The NAWCWPNS tenants at NAWS China Lake
are today involved in programs that range from the Tomahawk Cruise
Missile to the new Joint Stand-Off Weapons System (JSWO) and from
the Joint Direct Attack Munitions (JDAM) to the new F/A-18E/F
Super Hornet.
The Weapons Survivability Laboratory (WSL),
at China Lake, conducts survivability testing for all three major
services and industry to provide empirical data on the vulnerability
of aircraft to actual threats. In addition, a complete machine
shop is on site for fast repair and modification of aircraft and
test articles. Full-scale aircraft, propulsion system, ballistic
impact, hydraulic ram effects on fuel systems, fire detection
and extinguishing, fuel ingestion, engines under simulated full-operating
conditions, warhead detonations, thermal and structural tests,
infrared (IR) signature tests, static and simulated in-flight
crew ejections, pool fire, communication link payout studies,
aerodynamic studies. Susceptibility and vulnerability reduction
are used to improve existing platforms. Testing is performed under
rigidly controlled and highly realistic conditions.
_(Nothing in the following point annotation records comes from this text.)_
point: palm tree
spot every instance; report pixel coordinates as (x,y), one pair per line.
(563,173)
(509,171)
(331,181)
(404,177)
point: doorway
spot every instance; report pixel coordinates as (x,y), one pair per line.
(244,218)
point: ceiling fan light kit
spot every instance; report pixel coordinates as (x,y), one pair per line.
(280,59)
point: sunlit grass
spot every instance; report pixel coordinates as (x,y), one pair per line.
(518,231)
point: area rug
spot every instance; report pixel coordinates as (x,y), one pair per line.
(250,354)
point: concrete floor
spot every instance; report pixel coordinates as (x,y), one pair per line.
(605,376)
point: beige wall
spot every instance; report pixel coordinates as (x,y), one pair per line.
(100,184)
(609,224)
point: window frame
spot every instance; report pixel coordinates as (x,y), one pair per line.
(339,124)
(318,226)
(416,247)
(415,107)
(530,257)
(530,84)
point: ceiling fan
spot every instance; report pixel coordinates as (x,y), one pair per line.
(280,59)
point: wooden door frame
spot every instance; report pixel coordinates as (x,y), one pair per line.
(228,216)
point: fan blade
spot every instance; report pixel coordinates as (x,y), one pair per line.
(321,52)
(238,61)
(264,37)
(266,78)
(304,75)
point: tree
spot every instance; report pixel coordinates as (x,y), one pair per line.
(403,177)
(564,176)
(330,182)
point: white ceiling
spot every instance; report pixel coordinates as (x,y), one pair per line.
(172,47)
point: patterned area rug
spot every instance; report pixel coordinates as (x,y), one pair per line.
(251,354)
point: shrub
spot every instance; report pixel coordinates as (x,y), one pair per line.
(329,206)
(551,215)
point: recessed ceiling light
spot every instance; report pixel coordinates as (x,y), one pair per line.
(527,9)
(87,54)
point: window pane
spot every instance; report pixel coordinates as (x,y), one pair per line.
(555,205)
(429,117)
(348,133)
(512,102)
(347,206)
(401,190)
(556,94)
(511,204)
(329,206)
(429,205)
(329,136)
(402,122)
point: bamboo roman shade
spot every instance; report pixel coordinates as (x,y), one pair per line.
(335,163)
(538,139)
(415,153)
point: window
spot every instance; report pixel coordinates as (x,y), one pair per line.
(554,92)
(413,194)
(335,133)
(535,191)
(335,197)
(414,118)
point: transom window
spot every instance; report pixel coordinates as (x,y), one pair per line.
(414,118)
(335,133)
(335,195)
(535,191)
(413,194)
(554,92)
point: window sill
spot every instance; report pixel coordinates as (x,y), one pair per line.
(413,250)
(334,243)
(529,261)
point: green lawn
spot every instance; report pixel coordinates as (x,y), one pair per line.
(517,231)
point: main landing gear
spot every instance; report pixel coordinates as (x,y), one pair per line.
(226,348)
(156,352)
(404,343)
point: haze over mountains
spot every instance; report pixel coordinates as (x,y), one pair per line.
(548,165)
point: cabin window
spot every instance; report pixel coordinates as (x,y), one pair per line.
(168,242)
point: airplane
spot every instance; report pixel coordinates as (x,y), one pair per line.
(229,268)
NAWCWD is
the Navy's field activity for weapon system non-nuclear survivability,
weapons lethality, and live fire testing.
The Missile Engagement Simulation Arena
[MESA] is China Lake's newest and most sophisticated simulation
facility. Missile fuzes can be tested in a secure, controlled
environment. Full intercept engagement conditions are simulated
and tested independent of weather or other environmental
conditions. MESA is the most cost effective alternative to expensive
and often uncontrollable field tests. Hundreds of runs can be
made each day in a controllable and repeatable fashion. MESA and
its predecessor, the Encounter Simulation Laboratory (ESL), have
been serving the United States Armed Forces and their contractors
for over 25 years. MESA is unique. It consists of a test range
and secure office and vault spaces. High-bay simulation arena
is 150 feet wide, 405 feet long and 90 feet high. Interior surfaces
are designed to minimize and control background clutter. Hardware
includes: instrumentation radar, three-axis sensor positioner,
sensor transporter, mid-range target support, down-range target
support, and two controllers which can position calibration spheres
in two dimensions. MESA has two overhead target supports (OTS).
Each OTS has six control lines, six encoder lines, a main hoist
and two dedicated computers. MESA's flexibility in target positioning
permits large-scale variations in target and sensor geometry.
In most cases, geometry changes can happen in less than one minute.